Monday, November 13, 2006

a little too much showing off can be bad for you

Blame too many cathode rays from my television if you must but today I have a concentration same span of about 30 seconds, a fragile limit that is particularly useful on the Monday morning email cull.

I have one rule and that is if you don't make your point in the preview pane and it's not personal then I hit delete, before the punchline.

I think emailers need to be astutely aware of the fact that people read stuff out of choice: a newspaper article, a joke, a slide show, maybe an Executive summary so the trick is to capture their attention before they drift off on another 'Bahamas moment.'

Communication is the life blood of the organisation, there are many competing mediums and devices but the message which is at the heart of the matter is still the most important aspect and therefore all the old basic rules now apply more than ever, particularly given the concentration spans of the play-station generation.

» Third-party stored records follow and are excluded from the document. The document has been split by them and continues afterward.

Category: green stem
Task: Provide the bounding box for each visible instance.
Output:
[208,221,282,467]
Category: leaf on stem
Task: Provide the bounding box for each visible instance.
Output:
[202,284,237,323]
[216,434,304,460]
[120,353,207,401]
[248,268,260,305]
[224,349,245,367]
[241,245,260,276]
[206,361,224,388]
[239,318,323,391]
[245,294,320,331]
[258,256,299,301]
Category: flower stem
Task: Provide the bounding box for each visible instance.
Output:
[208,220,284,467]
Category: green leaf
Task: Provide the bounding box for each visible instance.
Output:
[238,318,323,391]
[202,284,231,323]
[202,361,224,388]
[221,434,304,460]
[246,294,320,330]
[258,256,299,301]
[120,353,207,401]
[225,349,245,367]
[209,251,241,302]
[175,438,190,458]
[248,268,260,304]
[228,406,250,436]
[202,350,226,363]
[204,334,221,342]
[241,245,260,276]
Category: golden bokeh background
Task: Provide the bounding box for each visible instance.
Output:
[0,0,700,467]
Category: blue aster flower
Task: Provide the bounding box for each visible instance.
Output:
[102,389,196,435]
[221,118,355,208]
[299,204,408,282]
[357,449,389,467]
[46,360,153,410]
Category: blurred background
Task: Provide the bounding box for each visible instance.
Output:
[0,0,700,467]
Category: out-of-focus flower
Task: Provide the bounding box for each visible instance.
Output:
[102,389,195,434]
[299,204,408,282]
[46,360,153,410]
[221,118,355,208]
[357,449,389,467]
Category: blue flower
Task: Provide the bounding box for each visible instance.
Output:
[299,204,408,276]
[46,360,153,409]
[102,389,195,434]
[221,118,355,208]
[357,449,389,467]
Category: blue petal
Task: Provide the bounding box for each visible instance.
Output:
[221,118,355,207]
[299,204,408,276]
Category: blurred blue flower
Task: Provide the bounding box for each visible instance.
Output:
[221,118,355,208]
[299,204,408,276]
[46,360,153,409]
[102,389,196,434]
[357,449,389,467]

Hence it's important to focus on saying what you need to say, mentioning it's importance, what's expected and to do it as efficiently as possible - no showing off, personal email doesn't have obvious rules, if you like the person, then no problem you will indulge them.

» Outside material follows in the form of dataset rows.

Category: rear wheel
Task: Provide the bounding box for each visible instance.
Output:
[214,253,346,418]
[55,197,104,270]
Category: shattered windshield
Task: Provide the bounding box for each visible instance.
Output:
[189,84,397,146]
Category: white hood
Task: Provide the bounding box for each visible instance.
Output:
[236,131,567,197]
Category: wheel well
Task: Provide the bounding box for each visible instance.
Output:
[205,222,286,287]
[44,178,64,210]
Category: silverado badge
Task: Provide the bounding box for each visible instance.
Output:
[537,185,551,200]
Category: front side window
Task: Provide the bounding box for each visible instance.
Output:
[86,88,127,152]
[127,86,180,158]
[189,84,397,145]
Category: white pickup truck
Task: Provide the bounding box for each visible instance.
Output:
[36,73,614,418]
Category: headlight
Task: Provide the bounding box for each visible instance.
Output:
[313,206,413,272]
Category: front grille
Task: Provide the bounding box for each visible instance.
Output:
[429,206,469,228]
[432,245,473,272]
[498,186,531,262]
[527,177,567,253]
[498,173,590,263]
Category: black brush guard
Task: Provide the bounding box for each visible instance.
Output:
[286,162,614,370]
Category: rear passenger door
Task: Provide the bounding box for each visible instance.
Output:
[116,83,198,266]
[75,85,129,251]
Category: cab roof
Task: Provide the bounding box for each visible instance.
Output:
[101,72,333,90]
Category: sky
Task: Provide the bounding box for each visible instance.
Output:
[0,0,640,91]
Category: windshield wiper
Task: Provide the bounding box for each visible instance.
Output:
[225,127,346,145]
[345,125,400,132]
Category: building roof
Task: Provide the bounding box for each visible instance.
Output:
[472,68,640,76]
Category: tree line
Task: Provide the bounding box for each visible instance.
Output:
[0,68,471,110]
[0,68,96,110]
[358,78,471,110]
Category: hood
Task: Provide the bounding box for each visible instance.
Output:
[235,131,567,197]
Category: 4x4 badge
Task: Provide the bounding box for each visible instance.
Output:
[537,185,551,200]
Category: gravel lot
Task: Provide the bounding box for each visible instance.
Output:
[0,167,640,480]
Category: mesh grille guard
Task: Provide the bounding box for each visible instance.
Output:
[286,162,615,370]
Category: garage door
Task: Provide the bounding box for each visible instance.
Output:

On Monday morning I got a 2mb attachment with a note that I had to read three times to make any sense of, it was a note sent to some of the senior team by a consultant so I thought that it would be prudent to get the gist of what was expected at least. In true consultant write, it waffled along until I could bear it no more, and I simply opened the attachment, which too was unreadable.

I immediately deleted it and wrote to a friend of mine who was cc'ed in, to ask what that was all about?

He said it would make sense once the author walked me through it and that it was a wall chart and a tracking document but added...that he had nothing to do with it.

I replied that I had trashed it.

Two mega bytes of work and the time that it took to produce it was 'gone in 30 seconds' I just wish that consultants would realise, that some of us are actually smarter than they are and that we don't expect elaborate showing off but rather simple, robust pieces of work within the constraints of our time, one of which is that nobody actively reads 2mb business documents.